Experimental protocol and Wigner tomography result. (a) Sequence of different drives outlined in Fig. 1. The storage is initialized either in a cat state $\mathcal{N}(|{\alpha }_{\infty }⟩\pm |-{\alpha }_{\infty }⟩)$ with optimal control pulses or in a coherent state $|\pm {\alpha }_{\infty }⟩$ with a displacement $D(\pm {\alpha }_{\infty })$. The drives stabilizing the manifold are turned on in 24 ns (purple and yellow). They are on for a duration $\mathrm{\Delta }t$ during which the storage drive (cyan) can be turned on to induce the parity oscillations. The drives are left on for another 500 ns and then turned off in 24 ns, after which the Wigner function is measured. (b) In the left-hand column is the Wigner functions of the storage cavity after initialization in an even or odd cat state $({|{\alpha }_{\infty }|}^2=3)$. The right-hand column shows the corresponding Wigner functions after a quarter of an oscillation.

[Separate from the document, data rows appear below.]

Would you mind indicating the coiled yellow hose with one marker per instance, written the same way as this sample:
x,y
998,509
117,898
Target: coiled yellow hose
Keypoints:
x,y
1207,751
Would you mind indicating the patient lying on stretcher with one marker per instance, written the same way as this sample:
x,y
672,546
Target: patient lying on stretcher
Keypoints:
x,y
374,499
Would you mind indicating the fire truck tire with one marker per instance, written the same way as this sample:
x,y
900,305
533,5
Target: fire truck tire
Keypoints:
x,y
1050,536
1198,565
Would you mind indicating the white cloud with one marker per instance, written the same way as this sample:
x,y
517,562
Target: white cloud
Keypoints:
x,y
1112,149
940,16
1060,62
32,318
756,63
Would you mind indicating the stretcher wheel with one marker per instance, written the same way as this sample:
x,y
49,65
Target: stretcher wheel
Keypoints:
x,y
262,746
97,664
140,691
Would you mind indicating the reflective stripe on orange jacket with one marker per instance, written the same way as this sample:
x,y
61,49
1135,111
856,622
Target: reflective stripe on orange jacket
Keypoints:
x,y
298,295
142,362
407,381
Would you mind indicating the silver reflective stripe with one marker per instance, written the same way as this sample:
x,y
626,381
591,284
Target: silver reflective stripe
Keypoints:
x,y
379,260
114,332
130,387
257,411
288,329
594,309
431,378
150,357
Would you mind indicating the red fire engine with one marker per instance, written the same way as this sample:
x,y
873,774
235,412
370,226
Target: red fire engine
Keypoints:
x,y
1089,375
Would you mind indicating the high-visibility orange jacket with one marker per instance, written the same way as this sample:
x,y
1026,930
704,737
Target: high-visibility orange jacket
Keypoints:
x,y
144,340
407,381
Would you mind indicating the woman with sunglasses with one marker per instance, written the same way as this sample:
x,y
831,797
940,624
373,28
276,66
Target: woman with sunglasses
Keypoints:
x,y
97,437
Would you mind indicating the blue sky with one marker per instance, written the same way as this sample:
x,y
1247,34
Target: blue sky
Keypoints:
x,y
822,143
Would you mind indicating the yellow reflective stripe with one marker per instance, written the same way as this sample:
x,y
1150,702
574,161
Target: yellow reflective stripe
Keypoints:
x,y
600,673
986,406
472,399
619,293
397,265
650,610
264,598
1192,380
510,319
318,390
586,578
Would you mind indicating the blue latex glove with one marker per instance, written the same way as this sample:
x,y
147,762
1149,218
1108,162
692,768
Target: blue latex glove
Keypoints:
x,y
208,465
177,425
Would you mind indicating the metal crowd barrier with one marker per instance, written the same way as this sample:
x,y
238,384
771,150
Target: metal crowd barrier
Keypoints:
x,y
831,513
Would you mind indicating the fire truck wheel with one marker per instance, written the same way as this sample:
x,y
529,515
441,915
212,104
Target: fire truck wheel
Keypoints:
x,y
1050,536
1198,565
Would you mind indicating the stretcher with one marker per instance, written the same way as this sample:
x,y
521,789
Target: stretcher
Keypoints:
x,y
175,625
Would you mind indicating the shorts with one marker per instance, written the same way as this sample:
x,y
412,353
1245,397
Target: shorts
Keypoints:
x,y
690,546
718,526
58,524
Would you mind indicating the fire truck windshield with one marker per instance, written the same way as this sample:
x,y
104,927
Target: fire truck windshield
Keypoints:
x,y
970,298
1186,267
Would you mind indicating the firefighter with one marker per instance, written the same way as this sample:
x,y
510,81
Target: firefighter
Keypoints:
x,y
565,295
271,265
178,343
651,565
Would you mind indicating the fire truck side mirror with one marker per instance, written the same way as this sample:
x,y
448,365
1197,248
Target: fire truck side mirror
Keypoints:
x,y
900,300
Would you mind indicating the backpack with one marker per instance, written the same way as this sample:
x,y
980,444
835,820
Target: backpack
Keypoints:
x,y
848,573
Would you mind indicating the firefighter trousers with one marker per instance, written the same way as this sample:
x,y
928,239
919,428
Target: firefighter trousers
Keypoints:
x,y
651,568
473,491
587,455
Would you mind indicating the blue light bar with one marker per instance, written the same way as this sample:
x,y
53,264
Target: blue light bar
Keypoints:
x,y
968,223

The color maps are averaged raw data of the Wigner function measurement (see text) and the orange circles are cuts along $\mathrm{Re}(\alpha )=0$. The gray solid lines are theoretical curves corresponding to even or odd cats (left-hand column, lines 1 and 2, respectively) and parityless cats (right-hand column, lines 1 and 2). The only fit parameter in the theory is the renormalization of the amplitude by a factor 0.87 on the left, and 0.65 on the right. These factors account for the fidelity of the parity measurement and the decay of the fringes of the cat states during the stabilization.

Figure 3

Characterization of the oscillations. (a) Evolution of the measured parity as a function of time. The initial cat states are even, with $\overline{n}={|{\alpha }_{\infty }|}^2=2$, 3, 5 (circles, squares, diamonds). The storage drive is either off (black markers) or on (colored markers) with various strengths given in units of a chosen base strength ${\epsilon }_0$. Simulations are shown as solid lines. The minimum of each experimental curve is emphasized for each drive strength (full marker with black contour). (b) A fit of the data gives the frequency $\mathrm{\Omega }$ and the time constant $\tau$ of the decaying oscillations. The former is plotted as a function of the relative drive strength $\epsilon /{\epsilon }_0$ (top panel). The case $\overline{n}=2$ is fitted with a linear function (dashed line). Based on this, we make predictions for $\overline{n}=3$, 5 (solid lines). The bottom panel shows the characteristic decay time of the oscillations $\tau$, normalized by the decay time of the nondriven case ${\tau }_0$.

Figure 4

Gate on cardinal points of the Bloch sphere of the protected manifold. An arbitrary cat state $\mathcal{N}[\cos (\theta /2)|{\mathcal{C}}_{{\alpha }_{\infty }}^{+}⟩+\sin (\theta /2)e^{i\varphi }|{\mathcal{C}}_{{\alpha }_{\infty }}^{-}⟩]$ is represented by a point on a sphere. Six initial states are chosen, corresponding to the cardinal points $(\theta ,\varphi )=(0,0)$, $(\pi ,0)$, $(\pm \pi /2,0)$, $(\pi /2,\pm \pi /2)$, with ${|{\alpha }_{\infty }|}^2=3$, and their equivalent Pauli operators are measured. The markers corresponding to each initial state are, respectively, red and blue circles, gray up or down triangles, and black up or down triangles. The initial octahedron formed by those points (left) is either transformed under the action of the identity (upper right) or a rotation of $\pi /2$ around the $X$ axis (lower right).